Chapter Problem: Drug Testing of Job Applicants
Context: Approximately 85% of US companies test employees/job applicants for drug use.
Accuracy Challenges: Medical tests, including drug tests, can yield wrong results, characterized as:
False Positive: Indicates drug use when there is none.
False Negative: Misses drug use when it is present.
Table Analysis:
Subjects who use drugs:
True Positive: 45 tested positive.
False Negative: 5 tested negative despite drug use.
Subjects who do not use drugs:
False Positive: 25 tested positive despite no drug use.
True Negative: 480 tested negative correctly.
Implications: This table will be referenced frequently in understanding probability concepts.
**Basic Definitions: **
Event: Collection of outcomes of a procedure.
Simple Event: An outcome that cannot be divided further.
Sample Space: All possible simple events.
Single Birth Events: E.g., outcomes can be 'girl' or 'boy.'
Three Births Event: E.g., outcomes can include combinations like 'two boys and one girl.'
Example Calculation for Three Births:
Events like 'two boys and one girl' can occur via:
Boy, Boy, Girl (BBG)
Boy, Girl, Boy (BGB)
Girl, Boy, Boy (GBB)
The event 'two boys and one girl' is not simple since it decomposes into simpler events.
Flipping Two Coins: Mathematically, it is similar to flipping one coin twice.
Sample Space for Two Coins:
HH (Heads, Heads), HT (Heads, Tails), TH (Tails, Heads), TT (Tails, Tails)
Probability Calculation: For example, if calculating the chance of one tail:
Two outcomes yield one tail (HT, TH) out of four total outcomes.
Probability = 2/4 = 0.5.
Relative Frequency Approximation of Probability:
Based on observed outcomes.
Example: Flipping a coin 10 times with results recorded to find empirical probabilities.
Classical Probability:
Based on equally likely outcomes.
Subjective Probability:
Based on personal judgement or opinion, not calculable mathematically.
Three Children Scenario:
What’s the probability of having all three children be the same gender?

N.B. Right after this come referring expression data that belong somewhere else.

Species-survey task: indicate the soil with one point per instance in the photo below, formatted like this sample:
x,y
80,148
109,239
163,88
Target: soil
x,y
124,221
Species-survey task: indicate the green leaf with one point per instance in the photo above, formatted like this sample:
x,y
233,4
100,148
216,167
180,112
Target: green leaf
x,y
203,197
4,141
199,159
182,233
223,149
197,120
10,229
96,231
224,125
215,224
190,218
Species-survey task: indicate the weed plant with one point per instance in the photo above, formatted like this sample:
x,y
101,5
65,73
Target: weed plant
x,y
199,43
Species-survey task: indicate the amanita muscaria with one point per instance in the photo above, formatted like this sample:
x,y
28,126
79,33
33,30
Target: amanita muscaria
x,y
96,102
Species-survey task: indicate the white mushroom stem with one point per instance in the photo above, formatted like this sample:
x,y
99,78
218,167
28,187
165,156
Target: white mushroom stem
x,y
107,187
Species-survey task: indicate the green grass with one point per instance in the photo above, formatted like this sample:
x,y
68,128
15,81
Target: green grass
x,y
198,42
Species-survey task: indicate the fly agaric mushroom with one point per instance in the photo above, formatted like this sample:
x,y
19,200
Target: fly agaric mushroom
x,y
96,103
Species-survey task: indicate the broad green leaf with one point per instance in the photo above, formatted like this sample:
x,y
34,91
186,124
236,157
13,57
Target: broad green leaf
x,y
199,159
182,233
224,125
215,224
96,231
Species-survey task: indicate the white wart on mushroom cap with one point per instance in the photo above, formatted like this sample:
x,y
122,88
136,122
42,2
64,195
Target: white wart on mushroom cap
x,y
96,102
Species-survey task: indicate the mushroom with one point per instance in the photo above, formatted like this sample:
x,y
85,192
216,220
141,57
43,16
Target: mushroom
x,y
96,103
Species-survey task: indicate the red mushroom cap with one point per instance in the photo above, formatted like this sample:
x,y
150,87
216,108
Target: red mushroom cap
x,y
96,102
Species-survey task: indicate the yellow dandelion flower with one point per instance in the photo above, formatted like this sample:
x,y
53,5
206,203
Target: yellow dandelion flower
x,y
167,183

Calculation involves counting outcomes in sample space (8 total outcomes) that meet criteria (2 outcomes).
Complement of an Event (A):
Denoted by ( \bar{A} )
Consists of all outcomes where event A does not occur.
Probability of A: ( P(A) )
Complement Rule: ( P(A) + P(\bar{A}) = 1 )
If ( P(A) = 0.75 ) then ( P(\bar{A}) = 0.25 )
Odds Against Winning:
Defined as probability of the complement divided by the probability of the event.
Payout Odds:
The ratio of net profit to amount bet.
Example with roulette wheel: Bet $5 on outcome.
Single slot choice outcome:
Bet on 13 with calculated odds of 1/38, payout odds of 35/1 - shows house edge.
Finding Probabilities:
How to derive answers from the provided testing table.
Important to understand what is being asked and how totals are formed using sample spaces.
Addition Rule for Disjoint Events:
( P(A ∪ B) = P(A) + P(B) - P(A ∩ B) )
If A and B are disjoint: ( P(A ∩ B) = 0 )
Disjoint Events vs. Non-Disjoint Events:
Examples include distinct gender selections being disjoint, while king and red being non-disjoint (they can occur simultaneously).
As probability concepts develop, understanding the application and meaning of each type becomes critical. This foundation will assist as we progress to more complex statistical methods in upcoming chapters.